Interest payments could reach between $6 billion and $8 billion over the next 12 years if the backlog is not paid down under a “rough estimate,” the commission found. Interest on a $6 billion GO borrowing using a 12-year term would carry interests of about $1.76 billion to $2.54 billion based depending on the market reception.
“I urge the governor to take action, so together we can move the state forward toward financial stability,” Trotter said.
Rauner has resisted tapping the authority. He has said borrowing without a more specific means to repay is not the answer. His administration has said he is reviewing the borrowing authority and would consider it and other alternatives, but the clock is ticking because the current authority expires Dec. 31.

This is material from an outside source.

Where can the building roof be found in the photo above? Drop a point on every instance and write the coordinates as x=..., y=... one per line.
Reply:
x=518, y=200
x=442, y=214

“The governor is finalizing a budget implementation plan for fiscal year 2018, including the possibility of issuing bonds to refinance the high-cost of the state’s bill backlog debt. The bond authorization expires December 31, 2017. The bond issuance process generally takes 2 to 3 months before a sale is closed,” Rauner spokesman Jason Schaumburg said in an email Wednesday.
State comptroller Susana Mendoza has warned the current backlog carries an $800 million interest tab this year and interest is accruing at $2 million per day.
The $36.1 billion fiscal 2018 budget package approved by the General Assembly’s Democratic majority in July with the help of some GOP members who broke with Rauner authorized the sale of up to $6 billion in 12-year GO bonds. The approved plan, however, only supports $3 billion of GOs by earmarking a $356 million end of the year surplus to cover the first year of debt service.
S&P Global Ratings late last month said paying off some of its backlog with general obligation bonds could aid Illinois’ strained liquidity. “Given that its budget reserve remains depleted, we believe that foregoing the opportunity to replenish some of this implicit cash flow borrowing capacity would leave the state's liquidity profile subject to heightened vulnerability,” S&P wrote.
Passage of the budget in July bolstered by $5 billion in new annual tax revenues also eased mounting pressures that threatened to sink the state’s ratings to junk territory. Fitch Ratings and S&P took their respective BBB and BBB-minus ratings off watch, with Fitch assigning a negative outlook and S&P a stable outlook. Moody’s Investors Service concluded a downgrade review by leaving the state’s rating at Baa3 with a negative outlook.